Advantages for Clinics: Data from the 32 IVF clinics in Canada is now entered into the BORN Information System (BIS). The result?
- Immediate access to their own data
- Tools to monitor data quality
- Clinical reports including indicators of performance and quality of care
- The ability to compare their results to the aggregate data of clinics across Canada
- Birth outcome information available for those who have had a successful IVF cycle through a direct linkage to the perinatal data within the BIS (*Ontario clinics only)
In addition, BORN presents a summary of each year’s data at the Annual Meeting of the Canadian Fertility and Andrology Society.
What's Next? BORN is working with the CARTR Plus Reporting and Outcomes Workgroup to develop the CARTR Plus Dashboard. This innovative audit and feedback tool will monitor six key performance indicators (KPIs) of IVF treatment to allow clinics to see their performance ‘at-a-glance’ and to develop strategies for quality improvement when indicated. The dashboard will contain the following KPIs along with targets for meeting the standards of care for IVF:
|CARTR Plus KPIs under Consideration|
|1. Moderate/Severe Ovarian Hyperstimulation Syndrome Incidence (OHSS)|
|2. Blastocyst stage embryo survival rate after thaw by cryopreservation method|
|3. Primary IVF - Pregnancy rate for patient|
|4. Primary IVF -Live birth rate for patient|
|5. Secondary Cycle - Frozen embryo transfer implantation rate by age of oocyte provider at time of embryo cryopreservation when blastocyst stage embryo is transferred|
|6. Multiple pregnancy rate|
Through the CARTR Plus Steering Committee, BORN is committed to providing excellence in data quality and reporting of IVF treatment across Canada.
A bleary-eyed new mom toting her 3-day old baby arrives at the clinic for his follow-up appointment. The physician is asking her questions, but it's hard to concentrate: the baby is fussing - he’ll want to eat soon; she forgot to put change in the meter; she’s worried the car seat might not be in right. She tries to provide as much information as possible, but between exhaustion and distraction, the details escape her.
BORN’s Newborn Profile on Discharge Report can be given to mothers when they’re discharged from the hospital. This concise summary of the labour, birth, and early newborn experience is helpful for families and provides all the information a physician or nurse practitioner will typically need for the first follow-up appointment. Moms can take this report to the appointment and give it to the care provider or just refer to it as needed.
Leanne McCullough, Value Stream Leader, Women and Children’s and Surgical Services at St. Thomas Elgin General Hospital, describes the report as “a comprehensive summary that’s perfect for follow-up visits.” Nurses at St. Thomas used to manually complete a carbon-copy discharge form. Now they print the Newborn Profile on Discharge Report from the BORN Information System (BIS) saving time and money.
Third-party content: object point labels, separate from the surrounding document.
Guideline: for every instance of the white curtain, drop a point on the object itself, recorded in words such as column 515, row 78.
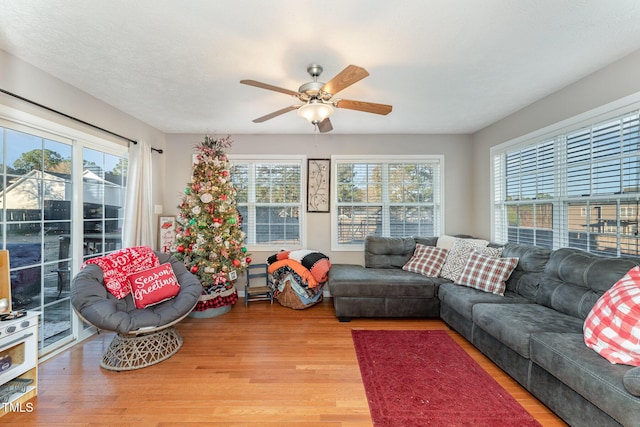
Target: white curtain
column 139, row 227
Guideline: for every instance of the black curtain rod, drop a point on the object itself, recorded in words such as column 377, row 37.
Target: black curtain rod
column 74, row 118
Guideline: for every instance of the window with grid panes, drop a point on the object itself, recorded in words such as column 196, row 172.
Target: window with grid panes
column 579, row 188
column 385, row 196
column 269, row 198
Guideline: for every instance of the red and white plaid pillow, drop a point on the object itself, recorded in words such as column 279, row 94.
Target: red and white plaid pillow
column 487, row 273
column 117, row 265
column 611, row 327
column 426, row 260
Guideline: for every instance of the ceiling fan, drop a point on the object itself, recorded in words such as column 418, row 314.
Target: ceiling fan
column 319, row 98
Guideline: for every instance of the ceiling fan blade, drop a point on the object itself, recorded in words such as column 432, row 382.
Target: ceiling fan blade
column 345, row 78
column 269, row 87
column 367, row 107
column 325, row 126
column 275, row 114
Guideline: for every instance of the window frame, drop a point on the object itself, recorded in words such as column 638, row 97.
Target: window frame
column 438, row 203
column 591, row 121
column 297, row 159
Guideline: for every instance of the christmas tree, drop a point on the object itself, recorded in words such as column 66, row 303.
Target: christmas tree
column 209, row 238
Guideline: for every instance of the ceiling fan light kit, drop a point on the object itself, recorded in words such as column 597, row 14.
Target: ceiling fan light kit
column 318, row 97
column 315, row 111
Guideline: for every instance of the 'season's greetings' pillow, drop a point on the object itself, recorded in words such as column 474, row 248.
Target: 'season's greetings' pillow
column 153, row 286
column 118, row 265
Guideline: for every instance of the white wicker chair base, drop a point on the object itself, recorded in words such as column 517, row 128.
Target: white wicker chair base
column 128, row 352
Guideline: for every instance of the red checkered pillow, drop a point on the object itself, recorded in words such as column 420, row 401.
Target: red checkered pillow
column 153, row 286
column 486, row 273
column 611, row 327
column 426, row 260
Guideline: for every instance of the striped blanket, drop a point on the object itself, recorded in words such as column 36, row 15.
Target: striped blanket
column 312, row 266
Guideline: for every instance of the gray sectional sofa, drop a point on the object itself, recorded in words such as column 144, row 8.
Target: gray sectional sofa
column 533, row 332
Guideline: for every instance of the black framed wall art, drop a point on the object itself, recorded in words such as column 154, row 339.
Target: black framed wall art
column 318, row 185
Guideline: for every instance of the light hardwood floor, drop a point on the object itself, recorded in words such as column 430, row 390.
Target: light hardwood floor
column 265, row 365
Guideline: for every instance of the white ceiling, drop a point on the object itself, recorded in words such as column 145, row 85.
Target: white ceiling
column 446, row 66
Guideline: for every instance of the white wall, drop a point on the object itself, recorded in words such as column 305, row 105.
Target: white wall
column 612, row 83
column 27, row 81
column 458, row 172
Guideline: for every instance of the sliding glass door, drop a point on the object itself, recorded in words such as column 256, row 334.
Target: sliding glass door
column 44, row 194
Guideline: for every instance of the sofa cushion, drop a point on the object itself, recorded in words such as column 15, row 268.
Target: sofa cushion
column 611, row 328
column 347, row 280
column 631, row 381
column 462, row 299
column 513, row 324
column 526, row 277
column 574, row 280
column 458, row 255
column 388, row 252
column 426, row 260
column 486, row 273
column 566, row 357
column 427, row 241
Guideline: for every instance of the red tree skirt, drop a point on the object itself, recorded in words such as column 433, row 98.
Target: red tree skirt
column 219, row 301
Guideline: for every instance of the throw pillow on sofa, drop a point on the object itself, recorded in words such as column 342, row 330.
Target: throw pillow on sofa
column 612, row 324
column 117, row 265
column 426, row 260
column 458, row 255
column 487, row 273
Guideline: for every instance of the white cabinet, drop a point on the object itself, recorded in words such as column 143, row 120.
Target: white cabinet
column 19, row 363
column 18, row 350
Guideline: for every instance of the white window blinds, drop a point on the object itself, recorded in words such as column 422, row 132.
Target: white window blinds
column 579, row 188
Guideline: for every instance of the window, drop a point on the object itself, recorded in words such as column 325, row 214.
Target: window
column 39, row 195
column 269, row 196
column 579, row 188
column 385, row 196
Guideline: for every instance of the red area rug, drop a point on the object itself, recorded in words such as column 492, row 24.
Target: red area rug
column 424, row 378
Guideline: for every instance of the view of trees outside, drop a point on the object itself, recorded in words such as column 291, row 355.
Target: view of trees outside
column 268, row 196
column 36, row 189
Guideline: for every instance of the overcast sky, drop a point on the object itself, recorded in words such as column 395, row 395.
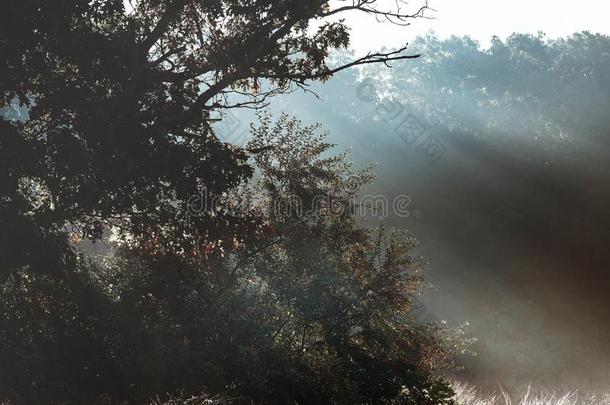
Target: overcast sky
column 483, row 18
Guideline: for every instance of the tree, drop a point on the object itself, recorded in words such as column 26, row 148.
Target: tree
column 314, row 309
column 116, row 137
column 120, row 96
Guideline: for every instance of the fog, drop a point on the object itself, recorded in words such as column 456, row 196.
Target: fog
column 511, row 209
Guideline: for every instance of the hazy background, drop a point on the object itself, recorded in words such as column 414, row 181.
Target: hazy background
column 513, row 214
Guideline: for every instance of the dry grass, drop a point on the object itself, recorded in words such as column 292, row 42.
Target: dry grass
column 468, row 395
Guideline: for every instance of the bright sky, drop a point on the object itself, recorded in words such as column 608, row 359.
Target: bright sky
column 483, row 18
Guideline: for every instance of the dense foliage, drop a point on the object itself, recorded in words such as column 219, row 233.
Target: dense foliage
column 204, row 285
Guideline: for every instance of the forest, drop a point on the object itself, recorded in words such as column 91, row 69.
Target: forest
column 221, row 202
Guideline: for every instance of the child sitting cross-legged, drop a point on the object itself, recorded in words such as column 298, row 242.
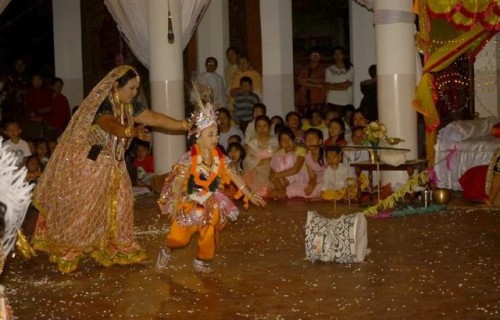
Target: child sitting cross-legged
column 288, row 172
column 144, row 164
column 34, row 169
column 337, row 183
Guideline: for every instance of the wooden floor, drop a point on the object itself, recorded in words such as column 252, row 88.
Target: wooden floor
column 443, row 265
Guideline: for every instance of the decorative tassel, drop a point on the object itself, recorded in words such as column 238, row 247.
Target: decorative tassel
column 391, row 201
column 24, row 247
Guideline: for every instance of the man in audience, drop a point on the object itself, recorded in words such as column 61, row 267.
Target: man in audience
column 258, row 109
column 244, row 100
column 226, row 129
column 15, row 144
column 232, row 55
column 211, row 79
column 60, row 113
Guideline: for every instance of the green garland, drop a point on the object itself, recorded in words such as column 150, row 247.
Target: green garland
column 391, row 201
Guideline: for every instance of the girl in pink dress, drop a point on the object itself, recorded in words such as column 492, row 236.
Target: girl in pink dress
column 288, row 172
column 315, row 163
column 260, row 150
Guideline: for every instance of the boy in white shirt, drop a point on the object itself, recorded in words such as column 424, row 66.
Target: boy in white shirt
column 15, row 144
column 336, row 179
column 258, row 109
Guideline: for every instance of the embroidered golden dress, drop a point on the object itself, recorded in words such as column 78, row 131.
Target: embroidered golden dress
column 86, row 206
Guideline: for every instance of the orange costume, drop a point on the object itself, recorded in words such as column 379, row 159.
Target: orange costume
column 192, row 197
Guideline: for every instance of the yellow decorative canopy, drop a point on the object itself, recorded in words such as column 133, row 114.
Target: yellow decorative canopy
column 466, row 14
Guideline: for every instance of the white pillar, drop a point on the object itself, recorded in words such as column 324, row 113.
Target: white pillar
column 486, row 82
column 362, row 39
column 277, row 56
column 166, row 79
column 68, row 48
column 212, row 35
column 396, row 76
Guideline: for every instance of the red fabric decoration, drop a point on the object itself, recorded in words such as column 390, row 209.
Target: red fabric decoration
column 473, row 182
column 495, row 131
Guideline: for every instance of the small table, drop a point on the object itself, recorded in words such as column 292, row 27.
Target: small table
column 409, row 166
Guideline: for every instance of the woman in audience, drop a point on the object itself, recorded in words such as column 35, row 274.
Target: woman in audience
column 277, row 123
column 359, row 119
column 245, row 70
column 257, row 164
column 336, row 133
column 257, row 110
column 288, row 172
column 293, row 123
column 226, row 128
column 311, row 92
column 339, row 78
column 315, row 163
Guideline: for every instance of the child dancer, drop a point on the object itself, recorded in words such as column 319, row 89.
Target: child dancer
column 336, row 133
column 192, row 197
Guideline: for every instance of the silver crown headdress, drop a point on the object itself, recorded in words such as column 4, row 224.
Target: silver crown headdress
column 204, row 114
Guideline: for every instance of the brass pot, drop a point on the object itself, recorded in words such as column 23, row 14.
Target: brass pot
column 441, row 196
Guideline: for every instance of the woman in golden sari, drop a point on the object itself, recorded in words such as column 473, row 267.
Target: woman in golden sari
column 85, row 195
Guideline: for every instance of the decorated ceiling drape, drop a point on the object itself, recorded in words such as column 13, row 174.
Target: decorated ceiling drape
column 131, row 17
column 473, row 23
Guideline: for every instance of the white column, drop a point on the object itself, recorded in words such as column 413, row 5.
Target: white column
column 212, row 35
column 486, row 82
column 68, row 48
column 277, row 56
column 396, row 76
column 166, row 78
column 362, row 39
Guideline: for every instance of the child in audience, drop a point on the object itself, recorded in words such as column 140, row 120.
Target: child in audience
column 293, row 122
column 15, row 144
column 243, row 101
column 315, row 163
column 358, row 135
column 34, row 169
column 316, row 122
column 277, row 123
column 329, row 116
column 336, row 184
column 226, row 129
column 288, row 173
column 42, row 153
column 234, row 139
column 257, row 110
column 31, row 146
column 52, row 145
column 257, row 163
column 336, row 132
column 143, row 163
column 237, row 154
column 359, row 119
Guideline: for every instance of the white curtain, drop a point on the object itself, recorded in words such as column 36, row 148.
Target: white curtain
column 131, row 17
column 3, row 5
column 369, row 4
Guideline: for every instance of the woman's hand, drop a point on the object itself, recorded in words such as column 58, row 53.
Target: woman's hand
column 257, row 200
column 141, row 133
column 308, row 190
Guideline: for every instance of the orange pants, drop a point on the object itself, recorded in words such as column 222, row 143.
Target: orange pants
column 179, row 237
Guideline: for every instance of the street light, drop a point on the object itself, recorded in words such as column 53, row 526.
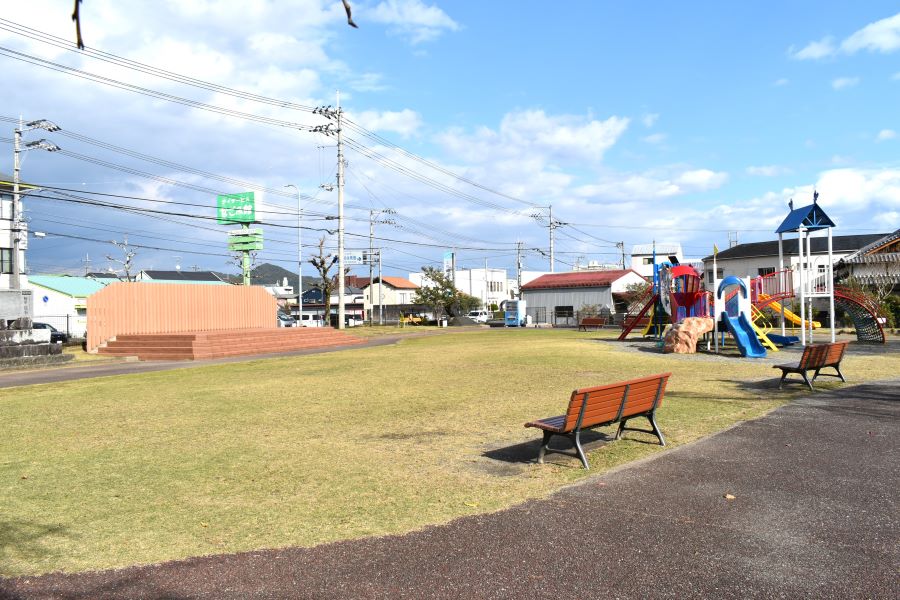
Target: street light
column 46, row 125
column 299, row 256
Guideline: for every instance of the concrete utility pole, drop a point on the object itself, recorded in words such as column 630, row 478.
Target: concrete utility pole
column 336, row 115
column 550, row 219
column 372, row 214
column 519, row 267
column 340, row 182
column 15, row 279
column 299, row 257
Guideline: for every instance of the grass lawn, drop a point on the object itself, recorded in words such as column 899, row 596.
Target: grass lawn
column 304, row 450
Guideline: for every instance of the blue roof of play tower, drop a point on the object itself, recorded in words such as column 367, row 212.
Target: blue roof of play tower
column 810, row 217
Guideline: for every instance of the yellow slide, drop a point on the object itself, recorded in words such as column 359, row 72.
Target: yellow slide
column 788, row 314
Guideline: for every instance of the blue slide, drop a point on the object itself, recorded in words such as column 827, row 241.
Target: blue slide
column 745, row 336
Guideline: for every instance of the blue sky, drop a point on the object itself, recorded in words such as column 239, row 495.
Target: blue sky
column 675, row 122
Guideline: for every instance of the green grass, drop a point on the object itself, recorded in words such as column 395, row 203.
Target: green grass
column 138, row 469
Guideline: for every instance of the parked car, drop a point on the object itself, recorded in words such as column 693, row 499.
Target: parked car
column 56, row 336
column 312, row 321
column 286, row 320
column 480, row 316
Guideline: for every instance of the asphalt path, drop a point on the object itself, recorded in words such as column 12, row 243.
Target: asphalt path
column 801, row 503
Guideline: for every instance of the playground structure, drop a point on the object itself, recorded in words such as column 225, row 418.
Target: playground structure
column 677, row 293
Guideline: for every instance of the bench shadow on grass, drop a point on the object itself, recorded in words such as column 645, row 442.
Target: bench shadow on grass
column 511, row 460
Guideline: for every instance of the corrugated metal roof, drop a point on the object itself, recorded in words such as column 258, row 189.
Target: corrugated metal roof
column 77, row 287
column 661, row 249
column 182, row 276
column 576, row 279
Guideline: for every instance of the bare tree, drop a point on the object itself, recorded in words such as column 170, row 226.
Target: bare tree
column 327, row 282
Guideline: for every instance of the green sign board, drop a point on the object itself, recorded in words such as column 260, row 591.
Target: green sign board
column 235, row 208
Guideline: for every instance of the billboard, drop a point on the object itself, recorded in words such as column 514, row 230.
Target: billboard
column 235, row 208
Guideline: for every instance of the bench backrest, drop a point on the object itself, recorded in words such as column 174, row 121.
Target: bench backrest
column 608, row 403
column 819, row 355
column 835, row 353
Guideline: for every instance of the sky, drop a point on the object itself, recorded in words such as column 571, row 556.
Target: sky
column 466, row 126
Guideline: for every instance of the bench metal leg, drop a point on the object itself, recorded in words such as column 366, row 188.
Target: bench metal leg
column 838, row 374
column 655, row 431
column 577, row 439
column 544, row 446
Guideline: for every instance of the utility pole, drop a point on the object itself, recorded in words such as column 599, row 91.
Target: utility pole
column 336, row 115
column 299, row 257
column 519, row 268
column 15, row 279
column 550, row 218
column 372, row 214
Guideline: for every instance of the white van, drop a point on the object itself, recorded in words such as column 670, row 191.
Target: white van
column 480, row 316
column 312, row 321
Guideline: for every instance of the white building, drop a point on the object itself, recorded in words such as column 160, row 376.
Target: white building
column 61, row 300
column 490, row 285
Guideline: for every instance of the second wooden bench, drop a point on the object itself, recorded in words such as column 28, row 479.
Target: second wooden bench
column 815, row 358
column 604, row 405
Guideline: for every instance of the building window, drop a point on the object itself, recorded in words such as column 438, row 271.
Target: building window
column 563, row 311
column 6, row 261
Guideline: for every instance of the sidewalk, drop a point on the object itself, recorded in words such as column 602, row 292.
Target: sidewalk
column 814, row 515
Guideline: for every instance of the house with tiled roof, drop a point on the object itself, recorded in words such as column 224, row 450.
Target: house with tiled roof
column 557, row 298
column 388, row 291
column 61, row 300
column 760, row 258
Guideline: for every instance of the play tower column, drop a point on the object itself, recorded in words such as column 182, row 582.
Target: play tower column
column 804, row 221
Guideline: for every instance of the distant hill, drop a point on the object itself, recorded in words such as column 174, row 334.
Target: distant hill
column 269, row 274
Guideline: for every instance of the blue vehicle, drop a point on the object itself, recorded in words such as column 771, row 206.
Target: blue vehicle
column 515, row 313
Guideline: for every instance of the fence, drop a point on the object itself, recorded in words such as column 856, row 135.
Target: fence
column 143, row 308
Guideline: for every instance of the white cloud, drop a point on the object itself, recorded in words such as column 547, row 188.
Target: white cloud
column 861, row 189
column 653, row 185
column 767, row 171
column 814, row 50
column 881, row 36
column 413, row 19
column 534, row 133
column 405, row 123
column 844, row 82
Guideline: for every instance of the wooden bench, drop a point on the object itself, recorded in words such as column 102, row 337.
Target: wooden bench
column 604, row 405
column 595, row 322
column 815, row 358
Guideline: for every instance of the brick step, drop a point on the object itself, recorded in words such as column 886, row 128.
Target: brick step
column 219, row 344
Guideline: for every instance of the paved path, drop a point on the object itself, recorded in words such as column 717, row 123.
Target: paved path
column 815, row 515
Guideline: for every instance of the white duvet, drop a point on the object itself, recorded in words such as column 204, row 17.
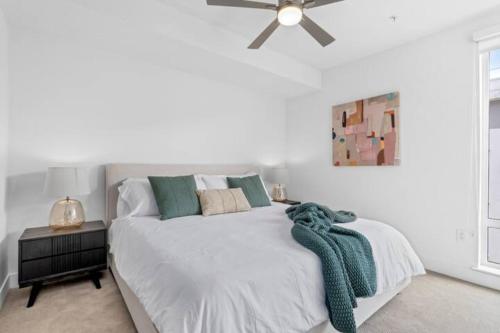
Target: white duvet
column 239, row 272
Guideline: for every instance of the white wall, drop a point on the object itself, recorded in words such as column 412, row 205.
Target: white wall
column 4, row 117
column 431, row 194
column 74, row 103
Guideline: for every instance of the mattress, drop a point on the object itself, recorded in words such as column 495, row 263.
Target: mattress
column 239, row 272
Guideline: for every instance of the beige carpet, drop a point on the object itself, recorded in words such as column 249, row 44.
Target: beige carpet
column 432, row 303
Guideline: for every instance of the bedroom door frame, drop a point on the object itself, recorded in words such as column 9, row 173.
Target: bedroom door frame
column 487, row 41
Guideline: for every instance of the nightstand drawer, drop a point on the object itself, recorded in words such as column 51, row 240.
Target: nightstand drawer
column 36, row 268
column 94, row 258
column 93, row 240
column 36, row 249
column 66, row 244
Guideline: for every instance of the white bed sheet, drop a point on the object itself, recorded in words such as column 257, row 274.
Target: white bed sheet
column 239, row 272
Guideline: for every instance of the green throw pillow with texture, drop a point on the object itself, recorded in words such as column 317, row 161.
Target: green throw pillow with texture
column 175, row 196
column 253, row 189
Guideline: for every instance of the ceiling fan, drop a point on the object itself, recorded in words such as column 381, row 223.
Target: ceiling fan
column 289, row 13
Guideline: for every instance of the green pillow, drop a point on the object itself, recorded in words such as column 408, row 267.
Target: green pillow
column 253, row 189
column 175, row 196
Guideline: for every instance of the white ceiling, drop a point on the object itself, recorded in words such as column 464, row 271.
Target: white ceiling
column 361, row 27
column 212, row 41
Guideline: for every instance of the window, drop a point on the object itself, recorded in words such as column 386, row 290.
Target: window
column 489, row 226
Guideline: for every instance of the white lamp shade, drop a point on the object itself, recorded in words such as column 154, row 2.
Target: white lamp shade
column 278, row 176
column 67, row 181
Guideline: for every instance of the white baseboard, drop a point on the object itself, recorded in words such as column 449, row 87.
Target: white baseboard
column 9, row 282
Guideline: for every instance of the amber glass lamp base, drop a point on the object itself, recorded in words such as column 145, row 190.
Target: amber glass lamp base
column 279, row 193
column 66, row 213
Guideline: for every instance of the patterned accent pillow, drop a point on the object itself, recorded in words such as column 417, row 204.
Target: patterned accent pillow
column 222, row 201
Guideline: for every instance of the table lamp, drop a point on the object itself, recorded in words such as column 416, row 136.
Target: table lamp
column 64, row 182
column 279, row 177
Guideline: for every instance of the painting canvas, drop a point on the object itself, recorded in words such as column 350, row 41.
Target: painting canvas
column 366, row 132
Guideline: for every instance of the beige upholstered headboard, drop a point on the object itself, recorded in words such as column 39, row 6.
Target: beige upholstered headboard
column 117, row 173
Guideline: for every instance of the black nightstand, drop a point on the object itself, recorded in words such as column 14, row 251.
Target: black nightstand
column 289, row 202
column 45, row 255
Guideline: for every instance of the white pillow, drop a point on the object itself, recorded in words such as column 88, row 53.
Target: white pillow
column 136, row 197
column 214, row 182
column 219, row 182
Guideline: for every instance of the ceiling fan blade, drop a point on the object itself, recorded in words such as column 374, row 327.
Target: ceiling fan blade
column 242, row 3
column 317, row 3
column 257, row 43
column 323, row 37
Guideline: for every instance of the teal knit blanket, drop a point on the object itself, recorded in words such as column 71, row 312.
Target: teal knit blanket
column 346, row 259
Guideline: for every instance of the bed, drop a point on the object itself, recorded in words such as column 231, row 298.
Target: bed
column 240, row 272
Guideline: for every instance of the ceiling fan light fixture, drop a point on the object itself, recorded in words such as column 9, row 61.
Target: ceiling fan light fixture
column 290, row 15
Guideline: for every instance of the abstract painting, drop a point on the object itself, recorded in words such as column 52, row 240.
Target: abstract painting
column 366, row 132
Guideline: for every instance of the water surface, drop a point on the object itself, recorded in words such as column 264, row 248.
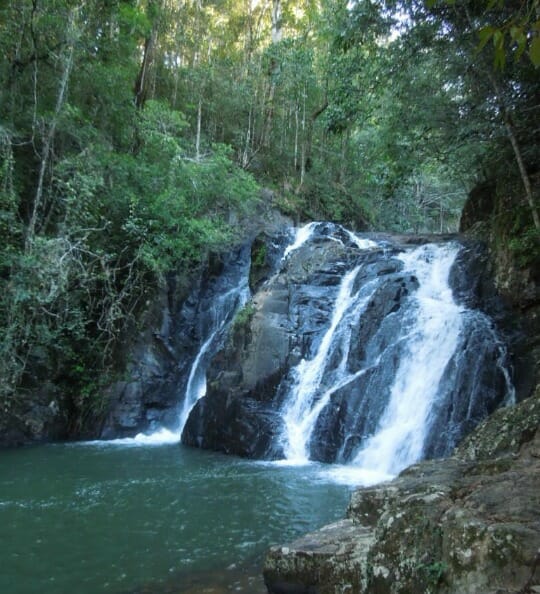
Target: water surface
column 123, row 519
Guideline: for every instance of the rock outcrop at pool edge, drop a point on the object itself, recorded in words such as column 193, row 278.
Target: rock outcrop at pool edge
column 467, row 525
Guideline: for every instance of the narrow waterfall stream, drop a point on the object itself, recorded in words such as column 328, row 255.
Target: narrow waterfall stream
column 431, row 330
column 360, row 358
column 221, row 315
column 358, row 354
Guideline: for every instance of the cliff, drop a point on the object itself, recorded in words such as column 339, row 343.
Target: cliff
column 469, row 524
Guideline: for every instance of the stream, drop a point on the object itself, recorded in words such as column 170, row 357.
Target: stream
column 129, row 518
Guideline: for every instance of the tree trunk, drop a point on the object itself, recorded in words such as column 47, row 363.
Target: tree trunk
column 49, row 135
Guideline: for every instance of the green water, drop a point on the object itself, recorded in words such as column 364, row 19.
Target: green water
column 91, row 518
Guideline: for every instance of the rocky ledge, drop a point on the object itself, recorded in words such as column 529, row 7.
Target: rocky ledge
column 469, row 524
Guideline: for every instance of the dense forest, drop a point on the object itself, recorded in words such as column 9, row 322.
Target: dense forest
column 137, row 135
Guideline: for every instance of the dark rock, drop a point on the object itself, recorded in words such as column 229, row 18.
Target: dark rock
column 466, row 525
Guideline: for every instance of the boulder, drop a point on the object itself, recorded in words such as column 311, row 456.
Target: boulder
column 466, row 525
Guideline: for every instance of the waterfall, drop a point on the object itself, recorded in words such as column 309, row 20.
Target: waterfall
column 391, row 408
column 358, row 353
column 221, row 315
column 300, row 412
column 435, row 317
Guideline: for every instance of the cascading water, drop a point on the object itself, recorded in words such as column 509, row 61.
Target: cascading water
column 357, row 353
column 221, row 313
column 435, row 320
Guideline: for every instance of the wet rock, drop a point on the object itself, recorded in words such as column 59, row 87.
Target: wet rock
column 466, row 525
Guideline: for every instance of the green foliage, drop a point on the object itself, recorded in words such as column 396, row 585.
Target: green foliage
column 525, row 246
column 348, row 118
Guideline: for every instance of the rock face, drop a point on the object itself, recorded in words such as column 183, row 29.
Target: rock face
column 162, row 358
column 468, row 525
column 288, row 322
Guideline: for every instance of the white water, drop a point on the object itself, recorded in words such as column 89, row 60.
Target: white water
column 302, row 410
column 161, row 437
column 431, row 335
column 400, row 436
column 222, row 315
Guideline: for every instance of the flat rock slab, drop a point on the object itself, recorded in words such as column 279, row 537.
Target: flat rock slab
column 328, row 561
column 466, row 525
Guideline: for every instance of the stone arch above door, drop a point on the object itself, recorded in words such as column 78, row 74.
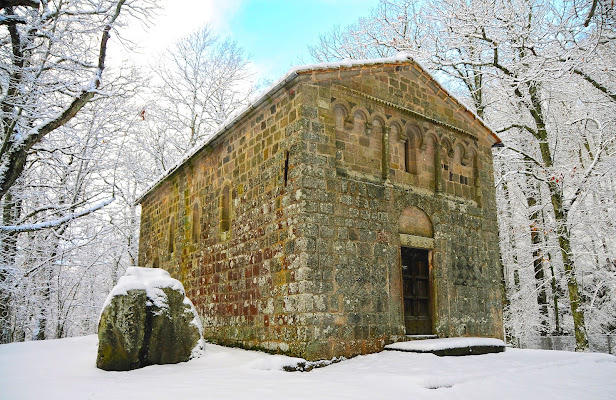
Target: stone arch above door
column 414, row 221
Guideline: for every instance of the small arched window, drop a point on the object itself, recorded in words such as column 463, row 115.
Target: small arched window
column 225, row 205
column 171, row 246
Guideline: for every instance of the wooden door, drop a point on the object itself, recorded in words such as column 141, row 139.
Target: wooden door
column 416, row 291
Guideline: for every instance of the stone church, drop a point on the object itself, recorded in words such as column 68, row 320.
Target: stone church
column 350, row 205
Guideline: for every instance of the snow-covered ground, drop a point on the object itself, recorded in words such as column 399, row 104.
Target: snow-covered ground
column 65, row 369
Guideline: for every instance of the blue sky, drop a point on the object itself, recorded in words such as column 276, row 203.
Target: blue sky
column 275, row 33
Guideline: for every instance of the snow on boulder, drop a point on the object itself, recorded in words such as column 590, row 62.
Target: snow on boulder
column 147, row 319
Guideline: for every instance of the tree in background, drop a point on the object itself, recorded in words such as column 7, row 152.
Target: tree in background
column 197, row 85
column 65, row 243
column 53, row 55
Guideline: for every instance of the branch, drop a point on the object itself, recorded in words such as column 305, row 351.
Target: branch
column 596, row 84
column 525, row 155
column 526, row 127
column 17, row 3
column 591, row 13
column 57, row 222
column 13, row 157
During their last Maternal Newborn Child & Youth Network (MNCYN) program review, McCullough says the physician group performing the review was impressed with the practicality of the report, commenting ‘The most important information is captured in ONE report’.
Sue Snowden, Manager of the Woman and Child Care Unit at Grey Bruce Health Services in Owen Sound, says the nurses on her unit used to manually complete a newborn summary sheet and fax it to physicians. Problems inherent with faxing (time spent waiting, busy signals, failed transmissions, security of personal health information) made this process inefficient. Now nurses print the Newborn Profile at Discharge Report from the BIS – a process built into their discharge process – and every mom goes home with her info. Snowden says physicians used to struggle to get information from exhausted moms who would arrive at their follow-up appointment in a sleep-induced ‘fog’. Now they have a concise written summary to refer to, making life a little bit easier for everyone.